Lesson 3. Booting the Computer (2)

In Lesson 2, you have seen that the BIOS POST routine searches for boot device and then loads in the boot sector for execution. You may wonder how the POST routine knows if a disk is a boot device or not? The secret is that to become a boot device the first sector of the disk must end with two bytes "55 AA". These two bytes in the first disk sector are the label for a boot sector. The BIOS POST routine essentially reads the first sector of a list of devices in order and checks if these two bytes exist until it finds one. If such a boot sector is found, it is loaded into memory at address 0x07C00. The boot sector is 512 bytes long and often contains a boot loader which is responsible for bringing up other boot routines or the operating system kernel.

Before introducing the boot loader implementation, let's first figure out why the BIOS loads the boot sector at 0x07C00 instead of 0x00000 or other location. It is not an arbitrarily chosen location because the BIOS allocates the 1M memory (memory range addressable in the real mode) specifically during the time of the processor initialization. Figure 1 shows the memory allocation by BIOS. The memory area from 0x07C00 to 0x07DFF is reserved for boot loader. The first 1Kb memory is used for interrupt vector, which jumps to the interrupt service routines stored in memory between 0xC0000 and 0xFFFFF. The following 128 bytes are used for BIOS data area. The 128Kb memory from 0xA0000 to 0xBFFFF is used for video memory. There are two free memory areas that you can use for your own purpose. Now you know that the boot sector can not be placed arbitrarily. Otherwise data can be overwritten, leading to corrupted execution.
The main job of boot loader is fetching the OS kernel into memory and then bringing up the OS function. Without the support of high-level OS disk routines, the boot loader has to utilize the BIOS interrupt routines to achieve disk operations. As mentioned before, this is the reason that the boot loader can not be loaded into 0x00000 since you want to use the interrupt services. The interrupt service you want to use is INT 0x13, which provides all kinds of disk operations. Before calling INT 0x13, you have to setup a list of parameters so that the interrupt service routine knows what actions to perform. Those parameters are passed through the registers as listed below:
                    AH = Function index, 0x02 means to read sectors from drive
                    AL = Number of sectors to read
                    CH = Cylinder number
                    CL = Sector number
                    DH = Head number
                    DL = Drive number, 0x80h means the 1st hard disk
                    ES:BX = Buffer address pointer
                    CF = Set on error, clear if no error
                    AH = Return code
                    AL = Number of actual sectors read
After handling the interrupt, those disk sectors you specified will be stored in the memory at address ES:BX. With proper configuration of the environment, you can then use a jump instruction to direct the execution to the loaded code.

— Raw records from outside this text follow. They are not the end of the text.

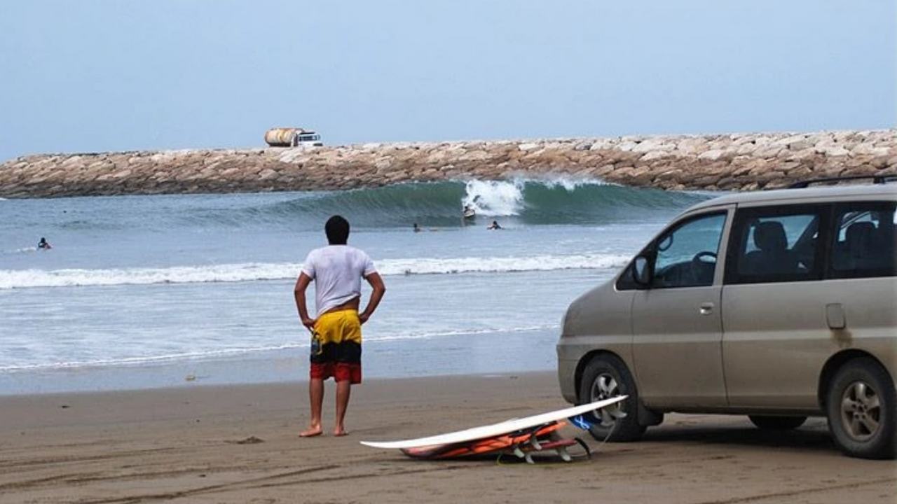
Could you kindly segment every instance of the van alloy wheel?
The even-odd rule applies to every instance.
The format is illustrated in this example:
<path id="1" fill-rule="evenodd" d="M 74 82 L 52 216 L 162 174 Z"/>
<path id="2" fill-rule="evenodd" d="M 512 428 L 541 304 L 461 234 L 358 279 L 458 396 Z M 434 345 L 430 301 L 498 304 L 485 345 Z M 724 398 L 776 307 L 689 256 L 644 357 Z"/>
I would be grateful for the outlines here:
<path id="1" fill-rule="evenodd" d="M 634 441 L 645 432 L 639 424 L 639 395 L 626 364 L 618 357 L 603 353 L 592 359 L 582 372 L 579 400 L 593 403 L 619 395 L 625 400 L 600 410 L 597 423 L 589 430 L 599 441 Z"/>
<path id="2" fill-rule="evenodd" d="M 893 381 L 875 360 L 849 361 L 835 374 L 826 398 L 829 427 L 841 451 L 861 458 L 897 454 Z"/>

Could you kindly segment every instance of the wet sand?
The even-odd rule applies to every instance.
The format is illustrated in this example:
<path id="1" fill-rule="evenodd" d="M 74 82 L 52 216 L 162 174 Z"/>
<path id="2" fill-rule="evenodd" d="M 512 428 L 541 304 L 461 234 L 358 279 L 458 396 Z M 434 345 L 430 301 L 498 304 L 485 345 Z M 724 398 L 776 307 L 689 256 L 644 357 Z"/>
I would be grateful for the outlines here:
<path id="1" fill-rule="evenodd" d="M 325 427 L 332 429 L 332 382 Z M 553 373 L 371 379 L 350 435 L 300 439 L 307 384 L 0 397 L 0 501 L 13 503 L 897 501 L 897 462 L 840 455 L 823 419 L 788 433 L 667 415 L 591 458 L 421 461 L 360 440 L 438 434 L 565 407 Z"/>

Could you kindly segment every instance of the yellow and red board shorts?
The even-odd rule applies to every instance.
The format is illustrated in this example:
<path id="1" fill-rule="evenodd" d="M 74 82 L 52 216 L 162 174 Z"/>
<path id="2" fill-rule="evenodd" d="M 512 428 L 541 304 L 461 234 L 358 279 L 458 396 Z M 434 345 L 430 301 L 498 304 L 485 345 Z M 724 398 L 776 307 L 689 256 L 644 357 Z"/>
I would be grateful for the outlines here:
<path id="1" fill-rule="evenodd" d="M 328 311 L 318 317 L 311 334 L 313 378 L 361 383 L 361 322 L 358 311 Z"/>

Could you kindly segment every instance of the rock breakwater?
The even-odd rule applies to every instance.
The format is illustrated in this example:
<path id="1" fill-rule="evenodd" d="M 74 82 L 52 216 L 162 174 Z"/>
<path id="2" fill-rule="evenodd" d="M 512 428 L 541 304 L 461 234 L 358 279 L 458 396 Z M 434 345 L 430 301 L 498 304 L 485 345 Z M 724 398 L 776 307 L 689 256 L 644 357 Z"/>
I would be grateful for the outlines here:
<path id="1" fill-rule="evenodd" d="M 39 154 L 0 165 L 0 196 L 342 190 L 558 177 L 753 190 L 886 174 L 897 174 L 894 129 Z"/>

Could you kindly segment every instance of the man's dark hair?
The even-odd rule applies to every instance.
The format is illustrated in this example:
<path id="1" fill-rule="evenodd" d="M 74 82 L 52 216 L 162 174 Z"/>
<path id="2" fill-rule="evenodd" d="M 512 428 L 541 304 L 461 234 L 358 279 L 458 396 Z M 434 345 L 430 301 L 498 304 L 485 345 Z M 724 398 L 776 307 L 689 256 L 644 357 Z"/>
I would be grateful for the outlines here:
<path id="1" fill-rule="evenodd" d="M 334 215 L 327 219 L 324 231 L 327 233 L 330 245 L 345 245 L 349 241 L 349 221 L 340 215 Z"/>

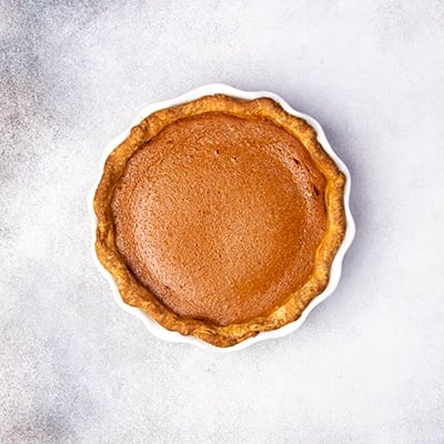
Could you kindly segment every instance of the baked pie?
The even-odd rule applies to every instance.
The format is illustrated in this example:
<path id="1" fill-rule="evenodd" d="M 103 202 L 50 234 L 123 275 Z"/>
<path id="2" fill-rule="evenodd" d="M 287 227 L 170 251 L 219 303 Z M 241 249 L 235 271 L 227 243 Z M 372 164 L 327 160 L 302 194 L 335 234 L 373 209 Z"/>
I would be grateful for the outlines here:
<path id="1" fill-rule="evenodd" d="M 97 255 L 127 304 L 231 346 L 325 289 L 344 184 L 314 129 L 274 100 L 202 97 L 150 114 L 109 155 Z"/>

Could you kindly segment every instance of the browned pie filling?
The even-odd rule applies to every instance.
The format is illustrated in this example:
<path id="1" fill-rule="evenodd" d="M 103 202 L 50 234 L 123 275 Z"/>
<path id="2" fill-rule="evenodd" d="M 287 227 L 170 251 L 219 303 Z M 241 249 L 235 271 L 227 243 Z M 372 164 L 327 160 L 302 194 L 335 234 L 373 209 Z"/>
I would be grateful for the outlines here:
<path id="1" fill-rule="evenodd" d="M 147 118 L 110 155 L 97 250 L 127 303 L 231 345 L 296 319 L 325 287 L 344 176 L 271 100 L 192 104 Z"/>

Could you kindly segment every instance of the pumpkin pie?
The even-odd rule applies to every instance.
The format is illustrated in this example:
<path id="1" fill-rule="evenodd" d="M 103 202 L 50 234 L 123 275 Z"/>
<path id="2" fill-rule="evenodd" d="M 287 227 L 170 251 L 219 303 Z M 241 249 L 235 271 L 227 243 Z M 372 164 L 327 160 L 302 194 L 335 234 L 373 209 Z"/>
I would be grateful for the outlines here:
<path id="1" fill-rule="evenodd" d="M 272 99 L 206 95 L 150 114 L 111 152 L 97 254 L 127 304 L 230 346 L 325 289 L 344 183 L 314 129 Z"/>

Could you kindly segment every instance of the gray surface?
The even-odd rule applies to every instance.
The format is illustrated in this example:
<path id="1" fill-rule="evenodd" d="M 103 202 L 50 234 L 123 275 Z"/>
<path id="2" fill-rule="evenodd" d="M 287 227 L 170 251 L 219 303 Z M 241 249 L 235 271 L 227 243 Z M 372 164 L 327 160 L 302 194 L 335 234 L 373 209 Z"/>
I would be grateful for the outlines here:
<path id="1" fill-rule="evenodd" d="M 443 443 L 443 3 L 38 3 L 0 13 L 0 442 Z M 114 304 L 85 205 L 141 107 L 214 81 L 317 118 L 357 223 L 303 327 L 229 355 Z"/>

In summary, the boot sector has a label of "55 AA" for the last two bytes in that sector. It utilizes the BIOS interrupt 0x13 to read in the OS kernel and prepare necessary execution environment before transferring the control to the OS.

[1] Intel Architecture Software Developer's Manual Volume 3 - System Programming
[2] 操作系统引导探究 / Operating System Booting Investigation (Chinese)

Lesson 2. Booting the Computer (1)

Booting is the first task the OS has to deal with after you power on a computer. The boot loader is probably the best starting point to begin the OS study. An interesting question is: what happens when you power on the computer? Of course, the OS starts functioning. But what actions are performed exactly? To answer this question, we first have to know what microprocessor is installed. Since Intel's processors are dominant in the PC market, we assume the OS is running on an x86 machine. The "Intel Architecture Software Developer's Manual" is the best source for your reference. It describes every detail about the processor. Volume 3 is especially helpful as it describes operating system support environment of the Intel processors. "FreeBSD Architecture Handbook" also has a very detail description about the hardware behavior and the FreeBSD implementation. Related references will be provided at the end for your reference.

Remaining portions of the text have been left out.